Au procès du coq Maurice et de sa propriétaire : « Tout le monde rit, mais derrière, nous avons un sujet sérieux »
Au procès du coq Maurice et de sa propriétaire : « Tout le monde rit, mais derrière, nous avons un sujet sérieux »
Par Claire Mayer
Le tribunal de Rochefort examinait jeudi le cas de plaignants incommodés par le chant matinal de l’animal de leur voisine. En filigrane, un symbole d’une ruralité menacée.
L’avocat de Corinne Fesseau, Me Papineau, devant le tribunal de Rochefort, jeudi 4 juillet. / XAVIER LEOTY / AFP
Maurice n’a pas fini de faire parler de lui. Le 6 juin, l’affaire opposant Corinne Fesseau, propriétaire d’un coq à Saint-Pierre-d’Oléron (Charente-Maritime), et ses voisins incommodés par le bruit matinal de l’animal, M. et Mme Biron, avait été renvoyée, à la déception des deux parties. Depuis, le gallinacé connaît une notoriété jusqu’outre-Atlantique. Le procès s’est finalement tenu devant le tribunal de Rochefort, jeudi 4 juillet.
Tandis que les époux Fesseau franchissent les portes du tribunal, leur avocat, Me Papineau, souligne, cette fois encore, l’absence des plaignants. Ces derniers, un couple de retraités habitant dans la Haute-Vienne, possèdent une résidence secondaire à côté de la maison de Mme Fesseau dans laquelle ils viennent occasionnellement. L’avocat des Biron, Me Huberdeau, argue que « ce sont des gens simples, discrets, qui n’ont pas souhaité ce battage et cette publicité, et ne sont pas à l’aise avec ce genre de situations ».
« A la campagne, les coqs chantent »
Plusieurs personnes ont toutefois fait le déplacement pour soutenir Corinne Fesseau et son coq, devenus le symbole d’une ruralité menacée. C’est le cas de Patricia Vozel, 61 ans, et de sa fille Aurélia, 40 ans, qui ont fait le déplacement avec Pompadour et Jean-René, leurs poules et coq respectifs. « A la campagne, les coqs chantent, c’est aussi pour ça qu’on y vit », raconte la première, propriétaire de 12 coqs et 80 poules et qui craint qu’un jour, eux aussi deviennent un problème pour son voisinage. « Ma voisine la plus proche n’est pas gênée par le bruit de mes animaux. Mais si elle vient à partir, qui me dit que je ne me retrouverai pas dans la même situation que Corinne ? »

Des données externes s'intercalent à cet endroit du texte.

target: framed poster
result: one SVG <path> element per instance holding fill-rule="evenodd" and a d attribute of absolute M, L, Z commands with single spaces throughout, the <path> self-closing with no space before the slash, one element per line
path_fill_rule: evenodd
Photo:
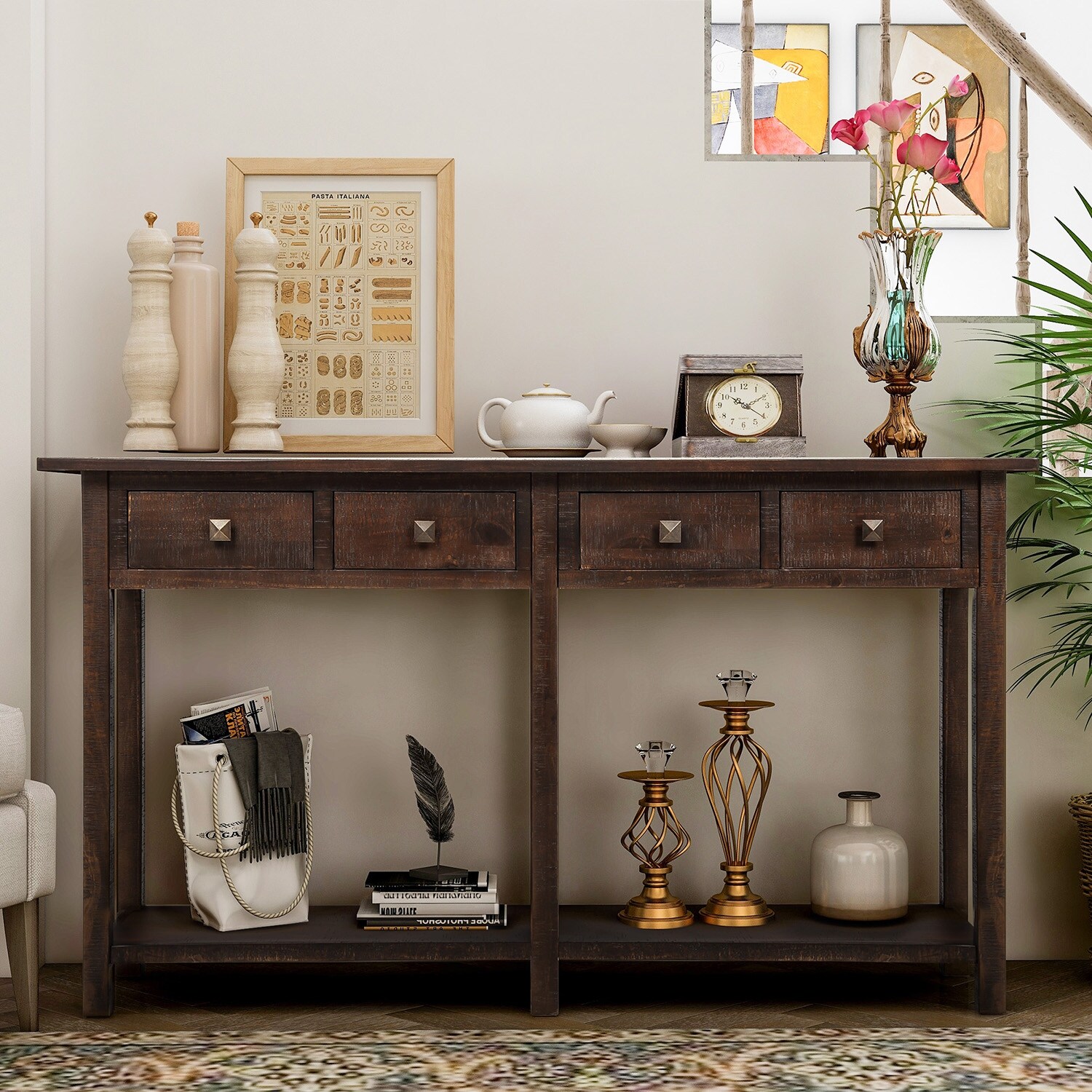
<path fill-rule="evenodd" d="M 879 26 L 859 25 L 858 107 L 880 97 L 879 57 Z M 956 76 L 966 83 L 965 95 L 946 93 Z M 1008 228 L 1012 150 L 1010 73 L 1005 61 L 969 26 L 892 24 L 891 94 L 913 103 L 919 112 L 928 110 L 918 132 L 942 140 L 960 168 L 958 181 L 929 190 L 923 226 Z M 876 140 L 874 132 L 874 154 Z M 904 198 L 907 204 L 911 197 L 907 192 Z"/>
<path fill-rule="evenodd" d="M 228 159 L 224 359 L 235 237 L 276 237 L 285 451 L 454 447 L 454 161 Z M 224 369 L 224 449 L 236 406 Z"/>

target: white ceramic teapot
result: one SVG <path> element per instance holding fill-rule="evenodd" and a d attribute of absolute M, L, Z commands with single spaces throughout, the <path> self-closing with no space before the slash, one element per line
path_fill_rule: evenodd
<path fill-rule="evenodd" d="M 478 436 L 490 448 L 550 449 L 591 447 L 590 425 L 603 420 L 606 404 L 615 396 L 614 391 L 604 391 L 589 410 L 571 394 L 543 383 L 527 391 L 515 402 L 508 399 L 490 399 L 478 413 Z M 503 406 L 500 415 L 500 439 L 494 439 L 485 427 L 485 416 L 494 406 Z"/>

Devant le tribunal, l’avocat des plaignants assure qu’il est ici question de la problématique du bruit du voisinage, « comme il pourrait être causé par un chien, ou de la musique ». « La liberté commence là où s’arrête celle des autres », ajoute Me Huberdeau dans son argumentaire, affirmant que ses clients ont toujours vécu en harmonie avec leurs voisins. Il regrette la prise de position du maire de Saint-Pierre-d’Oléron, Christophe Sueur, que les époux Biron avaient pourtant alerté. « On comprend son parti pris envers ces gens qui sont ses électeurs », contrairement aux retraités qui y ont leur résidence secondaire, glisse-t-il.

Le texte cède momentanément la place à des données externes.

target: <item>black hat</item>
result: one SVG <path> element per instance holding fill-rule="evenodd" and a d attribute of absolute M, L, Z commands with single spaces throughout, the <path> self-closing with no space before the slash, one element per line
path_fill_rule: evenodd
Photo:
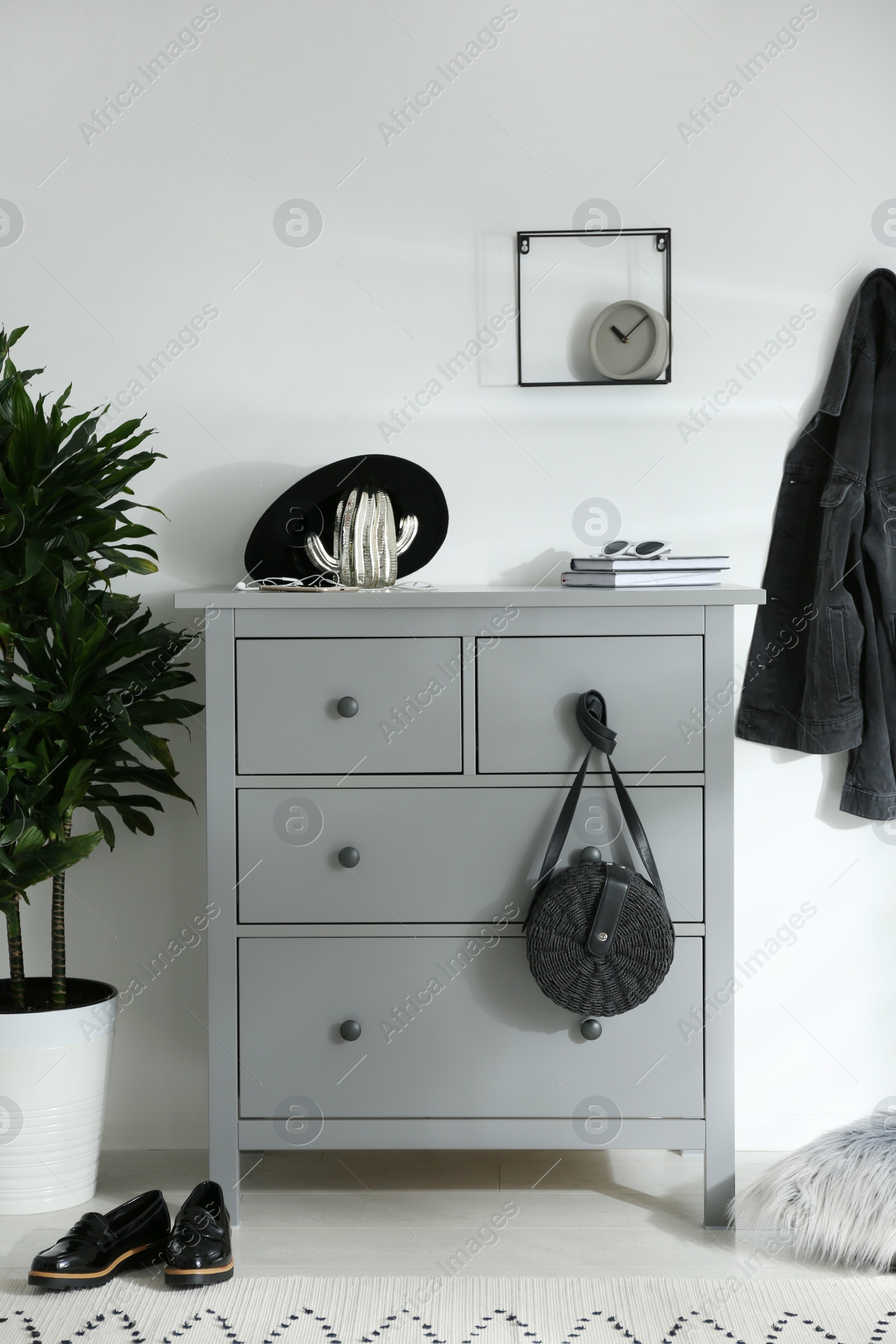
<path fill-rule="evenodd" d="M 254 579 L 306 578 L 318 574 L 305 551 L 309 536 L 320 535 L 333 547 L 336 505 L 352 489 L 386 491 L 392 501 L 395 526 L 407 513 L 419 521 L 416 536 L 398 558 L 398 577 L 423 569 L 447 534 L 447 503 L 434 476 L 404 457 L 375 453 L 343 457 L 290 485 L 265 509 L 246 546 L 246 573 Z"/>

« Je suis abasourdi », réagit son homologue défendant Corinne Fesseau, Me Papineau. « J’ai l’impression qu’on ne vit pas sur la même planète », ironise-t-il, ajoutant « tout le monde rit, mais derrière, nous avons un sujet sérieux ». Celui d’une société aseptisée, où l’on ne supporte plus ce qui rend la ruralité si typique. Me Huberdeau pose une question centrale dans l’affaire : la zone sur laquelle habitent les deux parties est-elle urbaine ou rurale ? « Si on est en zone rurale ici, on est en zone rurale partout », ironise-t-il. « On est à la campagne, pour moi il n’y a pas de débat, répond Me Papineau. Les relations de voisinage, c’est “on se connaît, on vit ensemble” et à la campagne, on n’a pas des coqs et des poules parce que c’est à la mode. ». Il conclut : « C’est une affaire qui doit se résoudre à l’apéro, pas devant vous, Mme la présidente ». Il demande 1 000 euros de dommages et intérêts, qui seront reversés à la caisse des marins péris en mer.
Le jugement est attendu le 5 septembre pour, espère l’avocat des Fesseau, mette fin à ce débat « qui dure depuis trop longtemps ».